Es un arrogante, un maleducado, un patán. Incluso un displicente.
(Hace diez años asistí a uno de sus conciertos en España -Alcalá de Henares– y constaté que, luego de una larguísima espera, al materializarse por fin la leyenda en la tarima, ya la idolatría del público era suya. Total e incondicional, a pesar de su autismo durante cerca de tres horas. Y no es por cómo dice lo que dice, canta regularete; es por lo que dice. “No habría música si no hubiera letra; las letras de las canciones no las escribo solamente para cubrir el expediente, las escribo para que se puedan leer”. Pura sustancia).
Así lo califican literatos con espíritu de porcelana, casi todos ofendidos –están en el derecho de estarlo- porque el Nobel ahora sí se “putió” del todo. (Tal cual se lo escuché, en vivo y en directo, a un escritor en Medellín, cuyo nombre me reservo, por cuenta de que fue una expresión de corrillo). Y es probable que lo sea, el caso es que serlo o no serlo, no debió ser razón para que la Academia le otorgara el “gordo” que muchos escritores nunca consiguieron. (Borges, Cortázar, Kafka, Joyce, Virginia Woolf… ¿Qué pensarán si es que todavía piensan?)
Como también es probable, y comprensible además, que los candidatos que en los últimos años han punteado el top ten de las apuestas estén decepcionados. (El revelador Adonis, el aburridor Murakami, el fascinador Philip Roth que sí que lo merece).

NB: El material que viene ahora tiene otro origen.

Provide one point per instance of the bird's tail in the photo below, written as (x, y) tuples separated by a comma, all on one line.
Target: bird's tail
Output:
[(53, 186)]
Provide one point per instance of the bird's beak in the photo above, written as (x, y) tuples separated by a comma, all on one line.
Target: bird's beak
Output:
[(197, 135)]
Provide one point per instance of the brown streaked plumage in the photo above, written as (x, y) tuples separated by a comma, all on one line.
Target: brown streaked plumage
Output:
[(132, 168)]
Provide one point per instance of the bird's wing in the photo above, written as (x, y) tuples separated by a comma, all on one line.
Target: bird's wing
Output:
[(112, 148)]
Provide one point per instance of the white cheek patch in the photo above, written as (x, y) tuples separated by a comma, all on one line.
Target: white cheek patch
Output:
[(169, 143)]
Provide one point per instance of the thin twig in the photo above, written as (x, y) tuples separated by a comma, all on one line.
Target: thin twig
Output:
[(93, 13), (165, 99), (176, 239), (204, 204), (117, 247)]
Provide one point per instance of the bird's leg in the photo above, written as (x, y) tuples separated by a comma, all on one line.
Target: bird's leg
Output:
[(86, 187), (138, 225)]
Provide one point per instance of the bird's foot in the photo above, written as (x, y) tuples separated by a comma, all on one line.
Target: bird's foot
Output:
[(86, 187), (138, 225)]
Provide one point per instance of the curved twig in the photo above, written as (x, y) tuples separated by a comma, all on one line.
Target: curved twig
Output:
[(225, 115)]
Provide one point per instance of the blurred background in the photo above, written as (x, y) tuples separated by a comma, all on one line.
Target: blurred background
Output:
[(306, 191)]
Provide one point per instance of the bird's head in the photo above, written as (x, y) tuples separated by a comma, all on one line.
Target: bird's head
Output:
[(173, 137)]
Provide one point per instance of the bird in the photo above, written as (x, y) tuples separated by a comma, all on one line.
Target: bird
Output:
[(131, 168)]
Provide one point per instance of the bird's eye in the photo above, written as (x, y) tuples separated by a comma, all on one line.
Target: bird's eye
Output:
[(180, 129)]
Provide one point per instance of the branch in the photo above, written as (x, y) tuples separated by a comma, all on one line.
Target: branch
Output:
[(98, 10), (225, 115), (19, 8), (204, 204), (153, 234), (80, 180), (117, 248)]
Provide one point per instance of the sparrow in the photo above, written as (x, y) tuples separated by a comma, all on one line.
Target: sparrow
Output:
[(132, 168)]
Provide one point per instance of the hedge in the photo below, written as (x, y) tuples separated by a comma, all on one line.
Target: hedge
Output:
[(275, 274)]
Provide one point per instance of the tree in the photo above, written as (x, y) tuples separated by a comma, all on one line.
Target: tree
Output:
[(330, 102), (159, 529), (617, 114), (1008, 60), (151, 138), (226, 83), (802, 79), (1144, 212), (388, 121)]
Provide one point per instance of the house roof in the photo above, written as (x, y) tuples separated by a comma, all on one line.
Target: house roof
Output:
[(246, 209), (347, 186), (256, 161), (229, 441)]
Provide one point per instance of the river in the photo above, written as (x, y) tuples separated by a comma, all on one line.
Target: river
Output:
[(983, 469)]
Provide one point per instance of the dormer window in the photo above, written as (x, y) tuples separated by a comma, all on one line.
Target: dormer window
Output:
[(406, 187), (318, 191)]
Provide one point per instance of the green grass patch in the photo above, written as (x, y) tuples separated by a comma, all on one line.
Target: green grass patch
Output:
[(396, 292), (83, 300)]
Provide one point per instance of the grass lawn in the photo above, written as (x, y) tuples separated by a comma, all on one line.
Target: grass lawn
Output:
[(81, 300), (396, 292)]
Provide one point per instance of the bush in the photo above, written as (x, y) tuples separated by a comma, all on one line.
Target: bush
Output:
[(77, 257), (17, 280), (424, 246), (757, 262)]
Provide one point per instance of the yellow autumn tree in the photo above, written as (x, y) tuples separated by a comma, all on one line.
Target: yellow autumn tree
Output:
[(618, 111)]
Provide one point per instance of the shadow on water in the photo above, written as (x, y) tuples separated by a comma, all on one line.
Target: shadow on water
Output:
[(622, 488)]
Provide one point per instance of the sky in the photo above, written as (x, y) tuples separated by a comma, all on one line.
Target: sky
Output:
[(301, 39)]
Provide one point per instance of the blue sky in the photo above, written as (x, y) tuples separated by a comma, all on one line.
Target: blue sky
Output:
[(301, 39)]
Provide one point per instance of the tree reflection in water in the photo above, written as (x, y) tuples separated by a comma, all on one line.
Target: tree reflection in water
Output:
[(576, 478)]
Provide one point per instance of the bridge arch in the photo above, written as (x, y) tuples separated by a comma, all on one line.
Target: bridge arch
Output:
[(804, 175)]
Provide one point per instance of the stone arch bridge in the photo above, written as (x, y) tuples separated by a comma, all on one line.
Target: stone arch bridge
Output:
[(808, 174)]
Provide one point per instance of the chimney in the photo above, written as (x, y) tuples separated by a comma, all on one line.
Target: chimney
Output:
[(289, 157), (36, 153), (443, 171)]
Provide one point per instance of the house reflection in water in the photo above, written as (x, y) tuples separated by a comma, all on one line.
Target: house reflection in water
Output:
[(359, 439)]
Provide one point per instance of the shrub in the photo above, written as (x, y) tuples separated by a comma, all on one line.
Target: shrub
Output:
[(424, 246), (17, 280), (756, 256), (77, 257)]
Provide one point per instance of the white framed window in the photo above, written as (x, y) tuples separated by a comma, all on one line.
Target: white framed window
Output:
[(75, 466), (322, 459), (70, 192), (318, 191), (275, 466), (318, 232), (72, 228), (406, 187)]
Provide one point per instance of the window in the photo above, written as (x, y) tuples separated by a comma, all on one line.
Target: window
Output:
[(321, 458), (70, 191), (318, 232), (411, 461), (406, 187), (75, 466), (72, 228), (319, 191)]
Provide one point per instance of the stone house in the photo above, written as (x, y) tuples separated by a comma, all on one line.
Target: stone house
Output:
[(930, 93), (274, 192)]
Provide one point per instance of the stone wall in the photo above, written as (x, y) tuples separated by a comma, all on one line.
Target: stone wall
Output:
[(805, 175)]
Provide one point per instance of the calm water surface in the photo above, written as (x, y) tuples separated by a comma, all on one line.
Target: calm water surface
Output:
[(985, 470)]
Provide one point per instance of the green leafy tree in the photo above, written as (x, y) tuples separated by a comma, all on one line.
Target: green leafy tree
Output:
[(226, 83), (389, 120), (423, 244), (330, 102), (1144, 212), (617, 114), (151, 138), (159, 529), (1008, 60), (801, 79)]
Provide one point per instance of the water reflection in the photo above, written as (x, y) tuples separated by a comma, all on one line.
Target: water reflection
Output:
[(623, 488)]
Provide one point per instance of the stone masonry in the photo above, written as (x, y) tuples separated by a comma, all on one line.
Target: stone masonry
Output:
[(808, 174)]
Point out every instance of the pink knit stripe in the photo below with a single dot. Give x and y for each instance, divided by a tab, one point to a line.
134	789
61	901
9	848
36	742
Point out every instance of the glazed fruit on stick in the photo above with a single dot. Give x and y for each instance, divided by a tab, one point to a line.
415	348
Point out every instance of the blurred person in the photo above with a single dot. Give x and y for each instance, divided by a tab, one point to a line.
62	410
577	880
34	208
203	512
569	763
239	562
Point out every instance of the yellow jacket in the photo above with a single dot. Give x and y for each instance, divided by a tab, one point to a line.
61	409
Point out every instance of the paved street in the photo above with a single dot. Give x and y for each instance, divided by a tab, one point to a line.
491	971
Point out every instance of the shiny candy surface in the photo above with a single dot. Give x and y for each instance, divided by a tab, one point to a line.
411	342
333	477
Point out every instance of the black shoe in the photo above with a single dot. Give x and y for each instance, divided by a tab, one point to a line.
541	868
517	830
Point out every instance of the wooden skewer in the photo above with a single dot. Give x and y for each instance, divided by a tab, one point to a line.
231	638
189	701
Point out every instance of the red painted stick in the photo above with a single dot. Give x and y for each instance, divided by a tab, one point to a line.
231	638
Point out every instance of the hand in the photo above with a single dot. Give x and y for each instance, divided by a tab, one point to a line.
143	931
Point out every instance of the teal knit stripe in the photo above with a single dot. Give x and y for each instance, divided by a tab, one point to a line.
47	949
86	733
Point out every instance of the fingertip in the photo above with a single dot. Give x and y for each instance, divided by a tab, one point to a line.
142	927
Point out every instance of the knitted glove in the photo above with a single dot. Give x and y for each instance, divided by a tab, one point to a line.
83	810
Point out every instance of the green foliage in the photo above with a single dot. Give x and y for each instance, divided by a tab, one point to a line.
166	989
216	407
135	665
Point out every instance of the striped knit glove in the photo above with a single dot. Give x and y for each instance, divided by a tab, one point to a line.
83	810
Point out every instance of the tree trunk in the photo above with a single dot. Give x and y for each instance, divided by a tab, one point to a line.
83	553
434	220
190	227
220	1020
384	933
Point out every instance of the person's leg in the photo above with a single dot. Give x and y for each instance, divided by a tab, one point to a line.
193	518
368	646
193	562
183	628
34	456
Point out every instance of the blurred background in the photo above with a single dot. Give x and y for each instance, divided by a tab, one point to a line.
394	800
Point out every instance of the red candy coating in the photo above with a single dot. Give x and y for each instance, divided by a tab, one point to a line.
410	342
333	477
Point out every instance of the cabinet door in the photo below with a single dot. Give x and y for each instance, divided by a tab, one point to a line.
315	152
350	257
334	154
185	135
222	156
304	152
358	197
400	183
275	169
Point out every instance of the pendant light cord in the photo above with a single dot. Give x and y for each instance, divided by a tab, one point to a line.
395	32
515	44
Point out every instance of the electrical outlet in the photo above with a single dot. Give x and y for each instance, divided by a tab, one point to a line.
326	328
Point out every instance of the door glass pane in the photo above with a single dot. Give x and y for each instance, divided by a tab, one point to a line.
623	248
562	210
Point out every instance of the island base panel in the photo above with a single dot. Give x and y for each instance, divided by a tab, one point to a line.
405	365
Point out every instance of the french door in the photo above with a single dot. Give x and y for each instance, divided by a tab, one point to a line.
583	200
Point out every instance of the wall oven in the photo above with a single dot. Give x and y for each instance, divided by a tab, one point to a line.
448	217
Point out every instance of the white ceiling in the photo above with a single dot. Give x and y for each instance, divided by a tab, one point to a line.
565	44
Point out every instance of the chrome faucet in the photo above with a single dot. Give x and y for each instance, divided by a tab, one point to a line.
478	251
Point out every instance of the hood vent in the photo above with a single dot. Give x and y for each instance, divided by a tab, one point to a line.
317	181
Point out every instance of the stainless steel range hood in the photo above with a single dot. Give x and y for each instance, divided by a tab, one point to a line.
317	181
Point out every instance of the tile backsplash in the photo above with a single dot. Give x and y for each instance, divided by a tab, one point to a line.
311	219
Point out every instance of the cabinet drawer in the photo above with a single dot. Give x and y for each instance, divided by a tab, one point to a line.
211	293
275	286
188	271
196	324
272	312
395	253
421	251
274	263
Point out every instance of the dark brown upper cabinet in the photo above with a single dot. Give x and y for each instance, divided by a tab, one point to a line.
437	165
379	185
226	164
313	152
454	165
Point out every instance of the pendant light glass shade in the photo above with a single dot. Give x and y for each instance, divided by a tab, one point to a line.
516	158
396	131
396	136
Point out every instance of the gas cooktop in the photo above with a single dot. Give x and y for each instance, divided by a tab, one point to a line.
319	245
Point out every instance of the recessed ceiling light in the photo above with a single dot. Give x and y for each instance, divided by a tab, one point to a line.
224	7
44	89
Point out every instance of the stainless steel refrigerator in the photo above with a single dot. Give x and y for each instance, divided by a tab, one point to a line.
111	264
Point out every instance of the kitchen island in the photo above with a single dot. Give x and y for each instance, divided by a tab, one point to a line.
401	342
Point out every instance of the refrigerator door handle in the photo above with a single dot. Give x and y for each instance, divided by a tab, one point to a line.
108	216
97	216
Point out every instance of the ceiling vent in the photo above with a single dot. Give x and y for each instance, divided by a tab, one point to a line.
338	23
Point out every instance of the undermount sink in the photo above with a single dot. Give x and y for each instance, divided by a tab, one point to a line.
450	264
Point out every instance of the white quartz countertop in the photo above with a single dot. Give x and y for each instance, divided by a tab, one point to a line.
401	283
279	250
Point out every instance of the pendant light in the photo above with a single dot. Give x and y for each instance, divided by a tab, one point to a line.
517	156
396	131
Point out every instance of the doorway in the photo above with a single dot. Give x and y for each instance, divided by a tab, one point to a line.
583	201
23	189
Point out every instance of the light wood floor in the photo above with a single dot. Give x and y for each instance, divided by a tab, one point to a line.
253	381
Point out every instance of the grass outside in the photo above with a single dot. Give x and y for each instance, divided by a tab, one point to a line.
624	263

Escritores a quienes admiro –algunos a quienes conozco y aprecio- están a la cabeza del No a Dylan, con argumentos que quienes estamos en el pelotón del Sí –de un tiempo a esta parte, el trauma del plebiscito se manifiesta en cualquier tema, qué jartera- respetamos pero no compartimos.
(No me arrogo ninguna vocería; solo creo sintonizar con el sentir de muchos que no somos apostadores ni críticos ni integrantes del glamuroso círculo de las letras. Apenas sí somos lectores compulsivos, caóticos y viscerales; unos locos por los libros a quienes no escandalizó que el Nobel hubiera hecho ¡Bob!, como tampoco nos escandaliza leer en cualquier medio y lugar, dejar una novela empezada o no gustar de un autor por famoso que este sea).
Un poeta potente, que recrea la fuente primigenia de la literatura
que desafía la creencia de que un muro de hormigón
separa lo culto de lo popular
Considerar a Bob Dylan un cantautor de esos que se dan silvestres, es desconocer el fondo literario que se manifiesta en su lenguaje. Con o sin música, sus letras se defienden solas. No es sino degustarlas para comprobar que es un poeta potente, que recrea la fuente primigenia de la literatura, que desafía la creencia de que un muro de hormigón separa lo culto de lo popular, y que encarna el signo de los tiempos que cuestiona cultos. El hermetismo de la literatura, por ejemplo. Sin que por eso el mundillo tenga que estar “de luto” al decir de ciertas plañideras literarias. No, señores, conveniente es despelucarse, un tris aunque sea, para allanar el camino entre las artes. Lo que vale, vale, no necesita de un Nobel para legitimarse.
Yo no sé si la Academia Sueca se lució o se pifió –me tiene sin cuidado-, de lo que si estoy segura es de que no fue una burla o una provocación o, mucho menos, una irreverencia. Ojalá, pero imposible. En un país nórdico, monárquico y resuelto no tienen cabida las irreverencias. Sobre todo tratándose de un premio salpicado por la correcta política y el eficiente lobby. (Que lo diga el mediático novio de la Presley).
El caso es que a Dylan, que reconocimientos los tiene todos, uno más, así sea el más codiciado, ni le quita ni le pone, la gloria desde hace años le pertenece. Y no sería de extrañar que al igual que Pasternak, Sartre y Solzhenitsyn, rechazara tal honor.
Gajes de la coherencia, en este caso.
COPETE DE CREMA: Las palabras más bellas y generosas respecto del Premio las pronunció otro grande de la música y las letras, Leonard Cohen: “Para mí es como ponerle una medalla al monte Everest por ser el más alto del mundo. Dylan es tan grande, que el premio es apenas un detalle, además de una obviedad”. Lo dicho: el Nobel se ganó un Dylan.